- Koshksaray Location within Iran
- Coordinates: 38°27′42″N 45°33′59″E﻿ / ﻿38.46167°N 45.56639°E
- Country: Iran
- Province: East Azerbaijan
- County: Marand
- District: Koshksaray

Population (2016)
- • Total: 12,250
- Time zone: UTC+3:30 (IRST)

= Koshksaray =

City in East Azerbaijan province, Iran

Koshksaray (كشكسرائ) (Note: Also romanized as Kashk Saray, Koshk Sarāy, and Koshksarāy; also known as Keshki-Sarai, Koghk Sarāy, Kūshg Sarāy, and Kūshk Sarāy; Turkish: Köşksaray) is a city in, and the capital of, Koshksaray District in Marand County, East Azerbaijan province, Iran.

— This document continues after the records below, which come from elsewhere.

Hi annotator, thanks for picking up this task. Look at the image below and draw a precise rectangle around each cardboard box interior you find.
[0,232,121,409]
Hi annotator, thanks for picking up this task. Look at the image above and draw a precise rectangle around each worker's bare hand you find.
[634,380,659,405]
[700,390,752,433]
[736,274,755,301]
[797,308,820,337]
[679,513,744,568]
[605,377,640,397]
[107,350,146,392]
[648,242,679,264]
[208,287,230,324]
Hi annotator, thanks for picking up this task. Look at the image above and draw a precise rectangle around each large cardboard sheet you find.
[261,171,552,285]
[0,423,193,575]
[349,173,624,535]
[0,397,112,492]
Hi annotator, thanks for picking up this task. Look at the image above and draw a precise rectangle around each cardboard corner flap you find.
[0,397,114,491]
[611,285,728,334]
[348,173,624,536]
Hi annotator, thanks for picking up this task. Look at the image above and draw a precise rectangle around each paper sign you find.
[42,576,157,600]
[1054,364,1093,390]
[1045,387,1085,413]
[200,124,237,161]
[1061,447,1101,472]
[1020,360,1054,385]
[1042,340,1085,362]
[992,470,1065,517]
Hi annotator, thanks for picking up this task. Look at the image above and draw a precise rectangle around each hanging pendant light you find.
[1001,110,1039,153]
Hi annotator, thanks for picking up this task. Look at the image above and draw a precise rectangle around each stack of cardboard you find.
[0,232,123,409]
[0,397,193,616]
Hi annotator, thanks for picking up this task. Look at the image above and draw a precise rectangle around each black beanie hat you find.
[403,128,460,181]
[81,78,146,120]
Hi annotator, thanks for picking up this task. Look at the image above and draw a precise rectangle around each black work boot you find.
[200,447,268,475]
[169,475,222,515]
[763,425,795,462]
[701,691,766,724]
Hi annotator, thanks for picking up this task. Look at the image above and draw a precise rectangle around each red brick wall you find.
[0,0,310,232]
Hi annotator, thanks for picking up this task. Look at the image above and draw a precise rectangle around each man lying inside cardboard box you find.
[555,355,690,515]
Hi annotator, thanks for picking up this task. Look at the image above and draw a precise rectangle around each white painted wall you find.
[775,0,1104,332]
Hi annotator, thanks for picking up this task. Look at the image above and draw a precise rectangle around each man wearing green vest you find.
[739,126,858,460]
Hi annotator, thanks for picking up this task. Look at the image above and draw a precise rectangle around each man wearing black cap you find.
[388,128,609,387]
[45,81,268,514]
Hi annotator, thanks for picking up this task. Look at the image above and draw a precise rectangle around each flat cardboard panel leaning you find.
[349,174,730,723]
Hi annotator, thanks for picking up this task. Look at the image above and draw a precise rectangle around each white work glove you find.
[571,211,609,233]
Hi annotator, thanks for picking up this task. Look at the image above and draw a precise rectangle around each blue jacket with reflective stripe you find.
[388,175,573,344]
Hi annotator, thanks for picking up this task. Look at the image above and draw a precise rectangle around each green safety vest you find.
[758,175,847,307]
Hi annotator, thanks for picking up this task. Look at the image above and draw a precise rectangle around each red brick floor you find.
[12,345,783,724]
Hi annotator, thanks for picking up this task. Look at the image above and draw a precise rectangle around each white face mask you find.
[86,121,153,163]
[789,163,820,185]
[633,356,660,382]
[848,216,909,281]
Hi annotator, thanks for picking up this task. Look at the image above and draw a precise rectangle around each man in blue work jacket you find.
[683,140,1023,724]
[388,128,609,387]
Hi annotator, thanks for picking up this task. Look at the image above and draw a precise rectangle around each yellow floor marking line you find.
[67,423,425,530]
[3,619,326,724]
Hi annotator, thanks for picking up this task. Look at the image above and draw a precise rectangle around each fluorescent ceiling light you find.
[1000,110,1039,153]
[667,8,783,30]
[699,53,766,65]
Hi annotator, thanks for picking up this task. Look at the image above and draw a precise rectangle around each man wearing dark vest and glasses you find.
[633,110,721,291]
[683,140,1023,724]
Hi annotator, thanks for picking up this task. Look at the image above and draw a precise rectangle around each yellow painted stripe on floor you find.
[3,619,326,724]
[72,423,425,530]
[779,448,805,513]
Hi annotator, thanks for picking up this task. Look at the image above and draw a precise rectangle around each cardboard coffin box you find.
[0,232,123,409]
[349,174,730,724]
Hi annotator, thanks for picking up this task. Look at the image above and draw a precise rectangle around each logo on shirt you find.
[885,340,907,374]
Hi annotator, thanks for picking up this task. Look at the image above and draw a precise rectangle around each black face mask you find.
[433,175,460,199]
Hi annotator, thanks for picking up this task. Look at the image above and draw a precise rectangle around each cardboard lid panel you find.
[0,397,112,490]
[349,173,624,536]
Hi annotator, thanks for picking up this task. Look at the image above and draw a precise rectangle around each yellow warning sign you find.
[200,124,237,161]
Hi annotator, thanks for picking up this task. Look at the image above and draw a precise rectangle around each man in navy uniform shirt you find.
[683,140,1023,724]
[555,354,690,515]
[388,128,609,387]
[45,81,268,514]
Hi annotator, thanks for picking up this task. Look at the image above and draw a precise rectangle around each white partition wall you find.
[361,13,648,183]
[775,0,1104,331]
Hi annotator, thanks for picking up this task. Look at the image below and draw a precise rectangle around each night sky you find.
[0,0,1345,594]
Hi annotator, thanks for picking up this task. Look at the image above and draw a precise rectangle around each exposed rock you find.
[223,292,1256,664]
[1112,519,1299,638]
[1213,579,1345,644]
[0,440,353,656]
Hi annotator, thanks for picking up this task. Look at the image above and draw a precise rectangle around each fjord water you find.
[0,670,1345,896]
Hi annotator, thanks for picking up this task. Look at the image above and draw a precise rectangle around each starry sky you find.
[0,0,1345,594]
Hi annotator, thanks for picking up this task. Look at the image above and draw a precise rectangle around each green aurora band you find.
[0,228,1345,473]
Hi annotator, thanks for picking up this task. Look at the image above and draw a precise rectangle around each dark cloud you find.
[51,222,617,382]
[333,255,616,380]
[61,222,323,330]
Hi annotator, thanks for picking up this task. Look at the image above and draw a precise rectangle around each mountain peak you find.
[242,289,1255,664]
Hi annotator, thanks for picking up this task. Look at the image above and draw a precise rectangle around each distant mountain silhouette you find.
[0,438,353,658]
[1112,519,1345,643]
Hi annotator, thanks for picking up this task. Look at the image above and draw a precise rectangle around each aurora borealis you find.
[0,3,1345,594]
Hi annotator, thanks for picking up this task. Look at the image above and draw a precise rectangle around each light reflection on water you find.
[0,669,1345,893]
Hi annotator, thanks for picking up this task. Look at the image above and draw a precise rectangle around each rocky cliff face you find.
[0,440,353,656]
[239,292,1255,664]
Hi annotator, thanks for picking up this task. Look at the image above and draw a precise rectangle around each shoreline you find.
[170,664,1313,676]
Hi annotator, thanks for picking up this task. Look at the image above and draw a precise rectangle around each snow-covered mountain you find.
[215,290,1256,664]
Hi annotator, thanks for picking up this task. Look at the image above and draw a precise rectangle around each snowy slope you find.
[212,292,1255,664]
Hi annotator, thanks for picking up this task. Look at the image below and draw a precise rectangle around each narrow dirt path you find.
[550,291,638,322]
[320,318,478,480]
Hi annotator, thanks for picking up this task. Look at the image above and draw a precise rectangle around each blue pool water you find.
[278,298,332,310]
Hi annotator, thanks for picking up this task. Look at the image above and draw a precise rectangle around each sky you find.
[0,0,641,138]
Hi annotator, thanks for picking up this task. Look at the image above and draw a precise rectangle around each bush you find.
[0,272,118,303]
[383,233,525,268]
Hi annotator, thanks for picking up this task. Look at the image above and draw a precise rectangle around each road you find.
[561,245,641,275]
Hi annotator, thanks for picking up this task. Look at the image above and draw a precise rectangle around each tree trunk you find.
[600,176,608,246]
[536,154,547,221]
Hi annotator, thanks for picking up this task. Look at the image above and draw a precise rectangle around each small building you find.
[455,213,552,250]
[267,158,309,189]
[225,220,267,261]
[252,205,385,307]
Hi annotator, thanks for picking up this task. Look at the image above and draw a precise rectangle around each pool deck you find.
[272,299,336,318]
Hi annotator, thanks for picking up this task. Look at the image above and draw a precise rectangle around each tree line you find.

It was administrative center for Koshksaray Rural District until its capital was transferred to the village of Zanjireh.

==Demographics==
===Population===
At the time of the 2006 National Census, the city's population was 7,439 in 1,858 households, when it was in the Central District. The following census in 2011 counted 7,723 people in 2,244 households. The 2016 census measured the population of the city as 12,250 people in 2980 households.

In 2020, Koshksaray Rural District and the city of Koshksaray were separated from the district in the formation of Koshksaray District.